Other Outcome Measures

Outcome Measure	Measure Description	Time Frame
Enjoyment	Enjoyment of Physical activity will be assessed using the Physical activity Enjoyment scale (PACES): The PACES is an 18-item scale but we will use the reduced and validated version of 8 items, assessing in a range of 1 to 7 a series of sensations or moods with respect to its opposite, so that it is easier and more practical for participants.	5 minutes after the experimental condition
Physical engagement (in aerobic condition and resistance condition)	Perceived exertion of exercise (RPE) will be assessed using the OMNI-Resistance Exercise Scale (OMNI-RES) of perceived exertion from 0-10.	During the experimental condition at minute 12, minute 20, and minute 30
Repetitions in reserve (in resistance condition)	The Repetitions in Reserve (RIR) will be assessed after each exercise in the resistance condition.

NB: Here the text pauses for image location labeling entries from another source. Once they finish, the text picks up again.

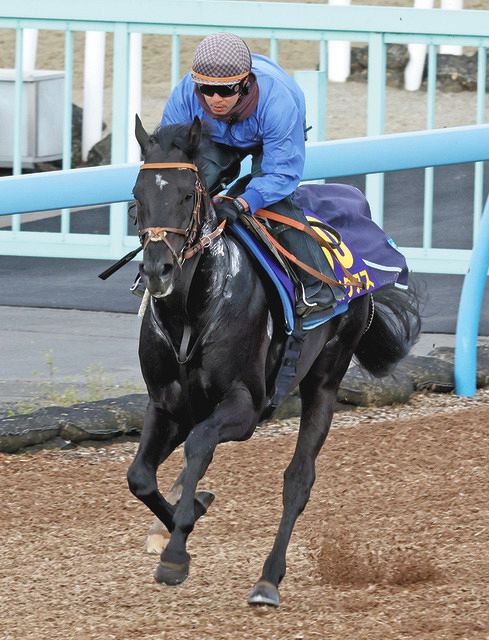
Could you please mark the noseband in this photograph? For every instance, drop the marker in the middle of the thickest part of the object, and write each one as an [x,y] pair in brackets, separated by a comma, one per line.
[159,234]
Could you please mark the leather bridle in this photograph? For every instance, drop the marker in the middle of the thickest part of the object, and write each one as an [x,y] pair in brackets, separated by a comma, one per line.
[191,245]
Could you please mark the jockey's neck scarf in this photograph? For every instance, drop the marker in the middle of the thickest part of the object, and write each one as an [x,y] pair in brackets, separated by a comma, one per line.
[243,109]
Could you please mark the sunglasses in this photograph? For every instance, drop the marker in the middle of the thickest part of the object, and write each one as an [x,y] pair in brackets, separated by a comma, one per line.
[225,91]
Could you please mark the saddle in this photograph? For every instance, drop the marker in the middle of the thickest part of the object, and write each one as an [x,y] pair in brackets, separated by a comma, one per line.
[360,254]
[362,258]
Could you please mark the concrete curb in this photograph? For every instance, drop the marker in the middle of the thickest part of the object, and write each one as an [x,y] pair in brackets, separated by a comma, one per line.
[116,418]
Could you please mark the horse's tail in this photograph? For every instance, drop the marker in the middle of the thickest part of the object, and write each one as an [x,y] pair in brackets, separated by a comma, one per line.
[394,328]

RIR method is a self-regulation technique used in strength training to gauge exercise intensity. It involves estimating how many more repetitions you could perform before reaching failure after completing a set.	During the resistance condition after each exercise at minutes 5, 6, 7, 8, 9, 10, 11, 12 / 14, 15, 16, 17, 18, 19, 20, 21 / 23, 24, 25, 26, 27, 28, 29, 30
Cognitive engagement	Cognitive engagement will be assessed by the Cognitive Load Measurement scale. The Cognitive Load Scale is a 9 ítem scale used to assess the mental effort or cognitive load experienced by individuals when engaging in a task, particularly in educational or learning contexts. It involves a self-reported measure where participants rate their perceived mental effort on a scale, ranging from 1 very low mental effort; to 9 very high mental effort.	During the experimental condition at minute 12, minute 20, and minute 30

Collaborators and Investigators

• Sponsor: Universidad de Granada
• Collaborators: University Hospital Virgen de las Nieves; Instituto Mixto Universitario Deporte y Salud (iMUDS); Centro de Investigación Mente, Cerebro y Comportamiento
• Investigators: Principal Investigator: Irene Esteban-Cornejo, PhD, Department of Physical Education and Sports, Faculty of Sport Sciences, University of Granada, Spain.

Publications and helpful links

Helpful Links

• Detailed information about the protocols, methodology , data analysis, and code used in this project will be upload to the GitHub repository: FLADEX Project GitHub Repository.

Study record dates

Study Major Dates

• Study Start (Actual): September 25, 2024
• Primary Completion (Actual): January 2, 2025
• Study Completion (Actual): January 2, 2025

Study Registration Dates

• First Submitted: August 6, 2024
• First Submitted That Met QC Criteria: September 1, 2024
• First Posted (Actual): September 5, 2024

Study Record Updates

• Last Update Posted (Actual): March 25, 2025
• Last Update Submitted That Met QC Criteria: March 24, 2025
• Last Verified: March 1, 2025

More Information

Terms related to this study

• Keywords: Exercise; Alzheimer's Disease; Magnetic resonance imaging; Aging; Biomarkers; Cerebral Blood Flow
• Additional Relevant MeSH Terms: Brain Diseases; Central Nervous System Diseases; Nervous System Diseases; Mental Disorders; Neurocognitive Disorders; Dementia; Tauopathies; Neurodegenerative Diseases; Alzheimer Disease
• Other Study ID Numbers: PID2022-137399OB-I0

Plan for Individual participant data (IPD)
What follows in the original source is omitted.